Tensions run high on Serbia’s border with northern Kosovo, as neither of the conflicting sides is prepared to rule out a further escalation of violence.
Local Serbs say NATO forces are to blame, for breaking an agreement by trying to remove a barricade blocking the way to one of a number of disputed checkpoints.
The move prompted violent clashes that left dozens injured on both sides.
Last night in Northern Kosovo passed without violence though this does not mean that the source of tensions has disappeared.
On November 23 the NATO’s KFOR forces attempted to remove a barricade put up by ethnic Serbian minority of the region. The resistance was tense so the soldiers used tear gas. More than 20 people were injured but the Serbs got it their way and the KFOR operation was ceased.
RT crew traveled around the area and saw the barricades that have been there for the last four months still up. They are constantly maintained and people there say they are not going to abandon them in any case and in fact are planning to build more of them.
To an untrained eye those barricades seem to be mere piles of rubble, amateurishly constructed. One would never say they could become a cause of armed conflict.

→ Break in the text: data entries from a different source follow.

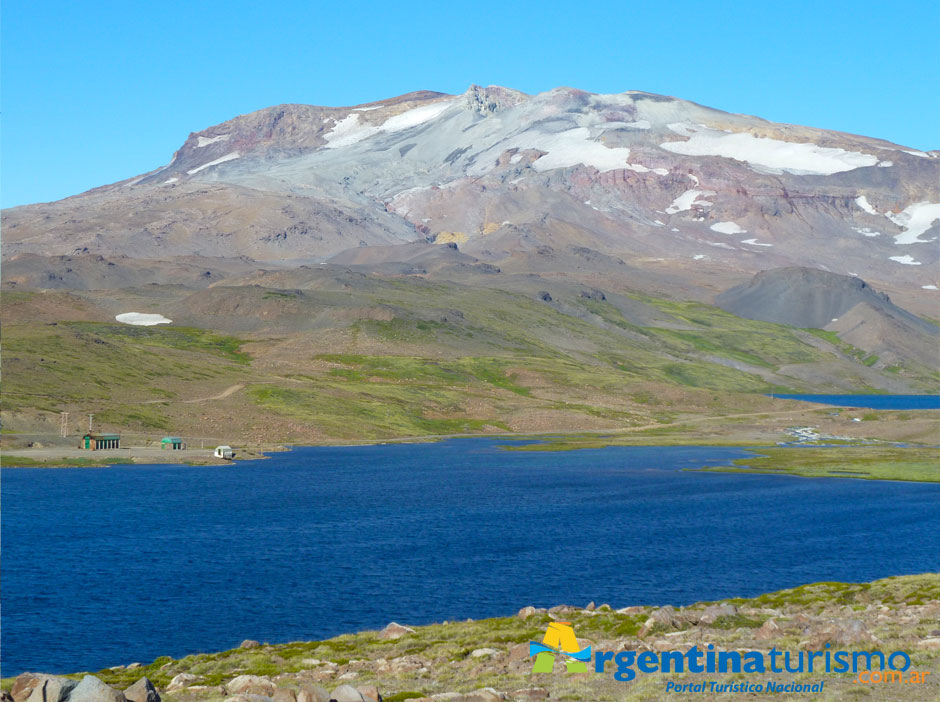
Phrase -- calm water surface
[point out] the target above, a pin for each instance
(105, 567)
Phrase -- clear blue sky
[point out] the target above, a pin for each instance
(94, 92)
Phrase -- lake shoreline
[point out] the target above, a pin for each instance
(460, 660)
(547, 442)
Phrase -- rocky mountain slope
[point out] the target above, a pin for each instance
(484, 262)
(524, 182)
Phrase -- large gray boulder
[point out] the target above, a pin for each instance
(313, 693)
(142, 691)
(91, 689)
(251, 684)
(33, 687)
(347, 693)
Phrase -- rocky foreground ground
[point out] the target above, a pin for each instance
(488, 660)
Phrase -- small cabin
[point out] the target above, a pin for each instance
(172, 443)
(97, 442)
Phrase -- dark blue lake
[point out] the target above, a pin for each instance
(899, 402)
(108, 566)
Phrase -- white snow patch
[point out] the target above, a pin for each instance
(412, 118)
(205, 141)
(727, 228)
(771, 154)
(915, 220)
(639, 124)
(906, 260)
(573, 147)
(223, 159)
(348, 131)
(142, 319)
(689, 198)
(681, 128)
(862, 202)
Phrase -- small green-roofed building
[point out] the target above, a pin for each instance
(97, 442)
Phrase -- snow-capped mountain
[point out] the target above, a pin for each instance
(523, 182)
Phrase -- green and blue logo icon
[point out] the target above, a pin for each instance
(559, 640)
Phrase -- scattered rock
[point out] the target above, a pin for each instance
(142, 691)
(635, 609)
(519, 652)
(284, 694)
(846, 633)
(395, 631)
(250, 684)
(347, 693)
(484, 694)
(483, 652)
(313, 693)
(47, 688)
(662, 617)
(91, 689)
(713, 612)
(182, 680)
(768, 631)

But in order to comprehend why the barricades appeared in the first place, the developments in July in Kosovo must be remembered.
The Serbian minority, that constitutes 10 per cent of the Kosovo population, lost any kind of legal status once Kosovo unilaterally proclaimed independence from Serbia in 2008. The Kosovo Serbs still consider themselves the citizens of Serbia. Needless to say that the Kosovo Albanians do not consider Northern Kosovo to be independent and expect Serbs to leave their homes and move to Serbia.
Until July the Serbs in northern Kosovo were allowed a measure of self-independence and an ability to be in free contact with mainland Serbia. But then the official Pristina (Kosovo capital) decided to take the border with Serbia under control, to install customs stations to administrate the goods flow and all the cars and trucks coming into the area.
The Serbs did not see that as a mere formality, but as an infringement of their remaining freedoms. They called it a slippery slope, first comes the customs control – then they become hostages of a political will of Albanian Pristina.
To prevent that from happening they erected barricades.
Then it appeared a compromise was found when it was announced that the customs stations will be controlled not by Albanians, but by KFOR forces.
The only matter is that the Serbs never trusted KFOR, seeing it as a force that conducts NATO policies in the region, making the separation of Kosovo from Serbia possible in the first place and protecting Albanian interests only.
And Serbs have every right to stick to their opinion since KFOR has never been noticed in any sympathies with Serbs.
This time it was exactly the same. Once the tensions run high and an attempt to remove the barricades was made, KFOR opened fire at protestors with live ammunition, later claiming they were using rubber bullets.
But doctors of that region that were treating the wounded – they have seen enough to tell the difference between a rubber bullet wound and a real one. Luckily enough, no one was killed.
In the last decade of November KFOR started another operation to remove the barricades and again the Serbs who were born in Kosovo made a stand, clearly understanding this might be their last one, saying firmly they will not leave their land.